BitOoda Global & Regulatory Analysis, 3/2/2020: Back to Basics: U.S. Regulatory Drivers Moving in Reverse
The two biggest near-term influencers in the U.S. regulatory landscape — SEC’s lawsuit against Telegram and its decision on Wilshire Phoenix’s bitcoin ETF proposal — show that there are still some basic questions that need to be addressed before we will see real progress in regulatory modernization. The degree to which market surveillance is needed to mitigate manipulation, the fundamental question of when an asset is a security or commodity, and how decentralized a token network needs to be in order to be exempt from the Howey Test: it’s hard to imagine a scenario in which the market can really mature in the eyes of regulators until those issues are understood and meaningfully clarified.
Although the level of industry engagement with government agencies has grown, resulting in an increasingly sophisticated understanding by regulators of the digital asset space, the SEC broadly continues to manage crypto products and proposals through a skeptical lens. This is among Commissioner Peirce’s arguments in her dissent to the Wilshire rejection: that the SEC’s overall mindset “impedes innovation and institutionalization,” and that its standards for bitcoin-related products are ambiguous and inconsistent with other assets. We at BitOoda continue to participate in discussions surrounding the need for surveillance as an element of a fair and orderly market, but the nascency of the digital asset market infrastructure and the distinct and specialized nature of most firms in the space have led to slow progress in explorations of how surveillance mechanisms might be developed and deployed. In our view, this is one of several key gaps in the market’s current structure, but one that is clearly at the forefront of regulators’ minds.

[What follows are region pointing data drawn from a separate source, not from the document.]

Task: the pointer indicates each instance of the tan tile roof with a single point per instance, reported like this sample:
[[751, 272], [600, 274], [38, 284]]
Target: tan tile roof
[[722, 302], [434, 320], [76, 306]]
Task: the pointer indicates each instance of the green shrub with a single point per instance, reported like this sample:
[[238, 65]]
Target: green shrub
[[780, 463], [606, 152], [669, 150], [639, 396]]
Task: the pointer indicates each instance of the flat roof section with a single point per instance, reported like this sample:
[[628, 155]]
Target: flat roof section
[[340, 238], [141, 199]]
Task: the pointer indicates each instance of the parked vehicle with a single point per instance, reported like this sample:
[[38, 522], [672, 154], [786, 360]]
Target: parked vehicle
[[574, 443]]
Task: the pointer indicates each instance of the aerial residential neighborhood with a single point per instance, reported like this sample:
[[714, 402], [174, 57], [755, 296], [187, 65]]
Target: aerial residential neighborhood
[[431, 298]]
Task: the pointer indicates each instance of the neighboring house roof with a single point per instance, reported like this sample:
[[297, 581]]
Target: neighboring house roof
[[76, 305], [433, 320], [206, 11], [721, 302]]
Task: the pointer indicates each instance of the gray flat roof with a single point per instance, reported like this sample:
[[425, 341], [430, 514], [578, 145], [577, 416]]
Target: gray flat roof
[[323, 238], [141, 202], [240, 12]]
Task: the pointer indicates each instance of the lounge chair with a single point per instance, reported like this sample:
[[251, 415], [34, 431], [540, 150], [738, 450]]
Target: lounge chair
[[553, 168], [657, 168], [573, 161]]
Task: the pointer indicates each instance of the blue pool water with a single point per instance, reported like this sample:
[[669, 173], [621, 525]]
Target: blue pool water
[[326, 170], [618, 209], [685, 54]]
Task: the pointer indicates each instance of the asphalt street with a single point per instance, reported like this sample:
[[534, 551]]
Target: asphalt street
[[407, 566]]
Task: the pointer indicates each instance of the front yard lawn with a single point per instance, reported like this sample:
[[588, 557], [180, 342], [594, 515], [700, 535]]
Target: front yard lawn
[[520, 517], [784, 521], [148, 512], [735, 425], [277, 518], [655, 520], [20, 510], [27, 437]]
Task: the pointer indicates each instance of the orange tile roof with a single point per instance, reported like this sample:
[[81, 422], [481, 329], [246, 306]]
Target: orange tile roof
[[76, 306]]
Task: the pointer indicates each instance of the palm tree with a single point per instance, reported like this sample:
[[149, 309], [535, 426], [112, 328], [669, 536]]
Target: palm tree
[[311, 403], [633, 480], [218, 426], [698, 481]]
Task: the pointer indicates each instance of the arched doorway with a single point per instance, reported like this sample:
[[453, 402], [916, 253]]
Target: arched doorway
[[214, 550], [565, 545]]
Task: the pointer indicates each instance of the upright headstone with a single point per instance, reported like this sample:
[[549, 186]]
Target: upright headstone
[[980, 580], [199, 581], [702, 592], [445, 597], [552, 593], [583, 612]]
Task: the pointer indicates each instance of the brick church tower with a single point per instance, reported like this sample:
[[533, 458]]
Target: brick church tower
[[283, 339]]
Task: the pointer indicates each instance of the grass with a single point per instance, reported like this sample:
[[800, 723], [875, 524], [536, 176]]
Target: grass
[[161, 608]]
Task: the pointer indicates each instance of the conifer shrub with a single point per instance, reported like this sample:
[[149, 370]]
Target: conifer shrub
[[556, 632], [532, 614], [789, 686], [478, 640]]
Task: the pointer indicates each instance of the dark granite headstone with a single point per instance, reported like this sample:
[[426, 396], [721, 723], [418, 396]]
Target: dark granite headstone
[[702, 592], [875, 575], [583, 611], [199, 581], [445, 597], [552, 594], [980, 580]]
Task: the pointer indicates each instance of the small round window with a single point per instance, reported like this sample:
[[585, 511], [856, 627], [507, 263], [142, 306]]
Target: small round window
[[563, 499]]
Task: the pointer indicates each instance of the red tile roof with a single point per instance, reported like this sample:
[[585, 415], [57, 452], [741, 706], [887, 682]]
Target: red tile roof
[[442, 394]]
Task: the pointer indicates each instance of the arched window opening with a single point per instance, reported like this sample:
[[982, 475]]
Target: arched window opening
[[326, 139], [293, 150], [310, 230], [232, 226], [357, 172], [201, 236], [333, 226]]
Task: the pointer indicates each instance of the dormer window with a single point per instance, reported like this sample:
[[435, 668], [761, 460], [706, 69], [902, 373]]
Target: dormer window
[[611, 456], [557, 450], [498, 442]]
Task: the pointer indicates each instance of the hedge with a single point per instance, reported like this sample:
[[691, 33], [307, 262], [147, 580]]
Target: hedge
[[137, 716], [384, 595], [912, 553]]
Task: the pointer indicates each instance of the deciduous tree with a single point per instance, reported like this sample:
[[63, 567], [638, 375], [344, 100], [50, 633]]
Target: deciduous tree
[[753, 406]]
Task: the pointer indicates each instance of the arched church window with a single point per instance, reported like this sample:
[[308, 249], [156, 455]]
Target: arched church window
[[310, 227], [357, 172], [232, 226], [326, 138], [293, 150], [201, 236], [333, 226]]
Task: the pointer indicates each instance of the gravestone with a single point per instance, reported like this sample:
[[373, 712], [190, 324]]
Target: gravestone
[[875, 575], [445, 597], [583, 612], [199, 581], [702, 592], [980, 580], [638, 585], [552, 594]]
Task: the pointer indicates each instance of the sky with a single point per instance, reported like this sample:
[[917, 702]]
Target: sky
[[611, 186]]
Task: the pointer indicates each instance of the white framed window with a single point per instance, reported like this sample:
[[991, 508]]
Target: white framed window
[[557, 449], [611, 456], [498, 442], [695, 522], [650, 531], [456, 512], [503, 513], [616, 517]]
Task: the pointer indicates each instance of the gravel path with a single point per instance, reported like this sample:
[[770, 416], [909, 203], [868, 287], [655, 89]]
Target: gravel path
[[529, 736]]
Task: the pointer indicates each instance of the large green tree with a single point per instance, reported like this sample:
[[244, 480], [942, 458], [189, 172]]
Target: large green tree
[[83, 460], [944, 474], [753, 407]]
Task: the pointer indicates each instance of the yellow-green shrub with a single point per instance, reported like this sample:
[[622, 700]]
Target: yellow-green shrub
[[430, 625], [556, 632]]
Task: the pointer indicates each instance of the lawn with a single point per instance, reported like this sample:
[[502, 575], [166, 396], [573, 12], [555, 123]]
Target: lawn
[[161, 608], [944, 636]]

On the other hand, the questions about asset classification and decentralization have been and continue to be debated in every conceivable forum. Nevertheless, the Telegram case indicates that the question of when a digital asset offering is a security and when it is a commodity is far from resolved. Perhaps this case, into which the CFTC has officially waded at the judge’s request, will provide the precedent needed by players in both the government and industry communities to navigate the issue more confidently. The case, as had been stated throughout the regulatory community, has significant implications for the space as a whole, and possibly the broader private equity markets as well. The fact that we’re still discussing this basic question is indicative of not only the complexity of the issue, but also how slowly regulators have moved to define these critical boundaries.
The other basic question raised by the Telegram case — which is a primary focus of Peirce’s safe harbor proposal — is how decentralized a token has to be in order to pass regulatory scrutiny as a commodity based on its utility in its native network and the nature of any fundraising activity. While we’re not holding our breath on Peirce’s proposal being approved by the SEC’s other leaders, we also welcome clearer guidance on this issue jointly from the SEC and the CFTC to enable projects to pursue legitimate approaches to development and fundraising, and better enable those of us on the capital markets side to operate compliantly.
As an SEC-regulated BD, an NFA-regulated IB, and a founding member of ADAM, we at BitOoda will continue to utilize our position as a market leader to drive these discussions and advance U.S. market development to permit the continued broadening of regulated structured product offerings and strategies our clients can use to optimize their positions.